La república islámica había “aceptado de buena fe autorizar el paso de un número limitado de petroleros y buques comerciales” por el estrecho, pero decidió retomar el control ante los “actos de piratería amparados en el llamado bloqueo” estadunidense, anunció previamente el mando central de las fuerzas armadas iraníes.
El líder supremo, el ayatollah Mojtaba Jamenei, aseguró en un mensaje escrito que sus fuerzas navales iraníes preparadas para infligir nuevas derrotas al enemigo.
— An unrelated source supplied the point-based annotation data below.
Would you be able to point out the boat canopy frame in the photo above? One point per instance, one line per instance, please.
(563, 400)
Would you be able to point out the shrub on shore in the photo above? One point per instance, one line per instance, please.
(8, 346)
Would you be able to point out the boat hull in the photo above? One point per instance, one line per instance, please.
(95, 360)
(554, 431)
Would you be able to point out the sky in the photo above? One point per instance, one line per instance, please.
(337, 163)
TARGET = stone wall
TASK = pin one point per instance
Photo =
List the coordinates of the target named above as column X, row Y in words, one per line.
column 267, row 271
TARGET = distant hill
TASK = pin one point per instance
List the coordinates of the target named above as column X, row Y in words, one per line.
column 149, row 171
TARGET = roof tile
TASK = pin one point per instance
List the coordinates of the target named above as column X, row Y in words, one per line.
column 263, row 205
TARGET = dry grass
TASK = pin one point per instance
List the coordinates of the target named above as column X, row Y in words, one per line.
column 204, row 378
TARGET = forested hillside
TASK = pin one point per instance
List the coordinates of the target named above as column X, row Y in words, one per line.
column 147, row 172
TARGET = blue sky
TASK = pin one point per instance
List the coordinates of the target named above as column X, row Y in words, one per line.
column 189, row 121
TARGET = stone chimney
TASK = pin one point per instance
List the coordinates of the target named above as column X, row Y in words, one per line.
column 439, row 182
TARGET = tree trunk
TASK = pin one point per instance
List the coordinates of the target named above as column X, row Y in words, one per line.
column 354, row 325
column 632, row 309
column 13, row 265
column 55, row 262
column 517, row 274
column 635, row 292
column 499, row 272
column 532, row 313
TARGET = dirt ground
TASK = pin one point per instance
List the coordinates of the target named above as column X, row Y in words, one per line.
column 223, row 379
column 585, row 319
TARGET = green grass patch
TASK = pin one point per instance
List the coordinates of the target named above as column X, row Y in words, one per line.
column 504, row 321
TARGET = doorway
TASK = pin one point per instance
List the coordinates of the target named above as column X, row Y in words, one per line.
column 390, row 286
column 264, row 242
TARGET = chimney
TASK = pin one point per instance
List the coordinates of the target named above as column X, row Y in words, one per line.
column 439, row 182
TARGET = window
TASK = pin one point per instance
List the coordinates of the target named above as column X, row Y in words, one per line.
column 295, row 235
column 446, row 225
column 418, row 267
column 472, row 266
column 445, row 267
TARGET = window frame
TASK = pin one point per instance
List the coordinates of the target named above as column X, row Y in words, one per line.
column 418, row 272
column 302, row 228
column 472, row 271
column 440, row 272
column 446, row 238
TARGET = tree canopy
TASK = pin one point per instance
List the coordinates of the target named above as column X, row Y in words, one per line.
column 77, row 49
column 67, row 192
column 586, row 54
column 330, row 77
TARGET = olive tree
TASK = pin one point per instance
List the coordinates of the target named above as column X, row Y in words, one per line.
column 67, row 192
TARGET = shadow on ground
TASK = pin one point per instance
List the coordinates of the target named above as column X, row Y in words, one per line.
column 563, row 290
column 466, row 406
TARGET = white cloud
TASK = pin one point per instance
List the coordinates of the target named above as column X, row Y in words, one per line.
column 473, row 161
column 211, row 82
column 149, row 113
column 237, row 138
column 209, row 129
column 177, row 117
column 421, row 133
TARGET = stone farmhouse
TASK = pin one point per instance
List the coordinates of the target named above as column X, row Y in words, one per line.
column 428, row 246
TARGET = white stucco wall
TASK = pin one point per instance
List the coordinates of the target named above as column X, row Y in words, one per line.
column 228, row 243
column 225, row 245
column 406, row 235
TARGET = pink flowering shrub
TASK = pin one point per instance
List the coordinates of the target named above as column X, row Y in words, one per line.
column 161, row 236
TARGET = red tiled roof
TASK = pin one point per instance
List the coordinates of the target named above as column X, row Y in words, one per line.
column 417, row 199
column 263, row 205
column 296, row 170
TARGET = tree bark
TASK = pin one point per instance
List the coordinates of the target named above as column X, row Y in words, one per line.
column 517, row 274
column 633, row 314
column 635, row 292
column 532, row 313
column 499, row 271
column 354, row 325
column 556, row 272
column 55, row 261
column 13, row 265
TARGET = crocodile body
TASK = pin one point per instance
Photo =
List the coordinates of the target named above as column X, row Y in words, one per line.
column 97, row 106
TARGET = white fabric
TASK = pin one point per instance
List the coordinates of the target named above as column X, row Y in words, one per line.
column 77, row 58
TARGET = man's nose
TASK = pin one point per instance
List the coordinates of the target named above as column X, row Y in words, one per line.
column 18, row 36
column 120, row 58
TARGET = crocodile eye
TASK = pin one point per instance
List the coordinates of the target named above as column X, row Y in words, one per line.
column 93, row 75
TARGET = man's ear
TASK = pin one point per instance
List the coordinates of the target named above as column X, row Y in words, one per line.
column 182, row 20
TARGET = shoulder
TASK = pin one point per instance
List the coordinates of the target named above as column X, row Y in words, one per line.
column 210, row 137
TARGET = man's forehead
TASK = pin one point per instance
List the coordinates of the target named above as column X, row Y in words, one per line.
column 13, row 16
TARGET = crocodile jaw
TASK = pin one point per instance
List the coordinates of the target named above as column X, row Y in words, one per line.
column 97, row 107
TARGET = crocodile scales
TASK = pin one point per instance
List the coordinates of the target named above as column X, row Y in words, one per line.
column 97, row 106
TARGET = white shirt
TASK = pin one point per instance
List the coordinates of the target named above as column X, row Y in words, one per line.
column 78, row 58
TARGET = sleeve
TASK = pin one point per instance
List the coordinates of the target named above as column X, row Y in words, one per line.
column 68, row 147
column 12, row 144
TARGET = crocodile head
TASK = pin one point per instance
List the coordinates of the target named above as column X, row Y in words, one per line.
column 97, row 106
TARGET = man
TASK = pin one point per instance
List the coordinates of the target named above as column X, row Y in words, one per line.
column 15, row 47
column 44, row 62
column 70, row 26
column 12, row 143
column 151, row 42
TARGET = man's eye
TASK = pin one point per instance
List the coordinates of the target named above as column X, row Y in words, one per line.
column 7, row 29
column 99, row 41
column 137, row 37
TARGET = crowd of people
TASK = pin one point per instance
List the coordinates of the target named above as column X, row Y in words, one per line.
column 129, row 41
“Los estadunidenses no pueden imponer su voluntad y poner bajo sitio a Irán”, agregó el vicecanciller iraní, Saeed Khatibzadeh.
El Cuerpo de Guardianes de la Revolución Islámica (CGRI) aseveró que “cualquier intento de acercarse al estrecho de Ormuz se considerará una cooperación con el enemigo y el buque infractor será tomado como objetivo”, en un comunicado publicado en Sepah News, el sitio web del mando castrense.
El presidente estadunidense, Donald Trump, respondió que Teherán no puede “chantajear” a Washington con sus cambios de postura sobre el estratégico paso marítimo y afirmó que están hablando con ellos. “Estamos teniendo conversaciones muy productivas. Todo está funcionando de maravilla. Se pusieron un poco astutos, como lo han estado haciendo durante 47 años, y nadie se les había enfrentado. Nosotros sí nos enfrentamos a ellos”, señaló Trump a periodistas en el despacho Oval.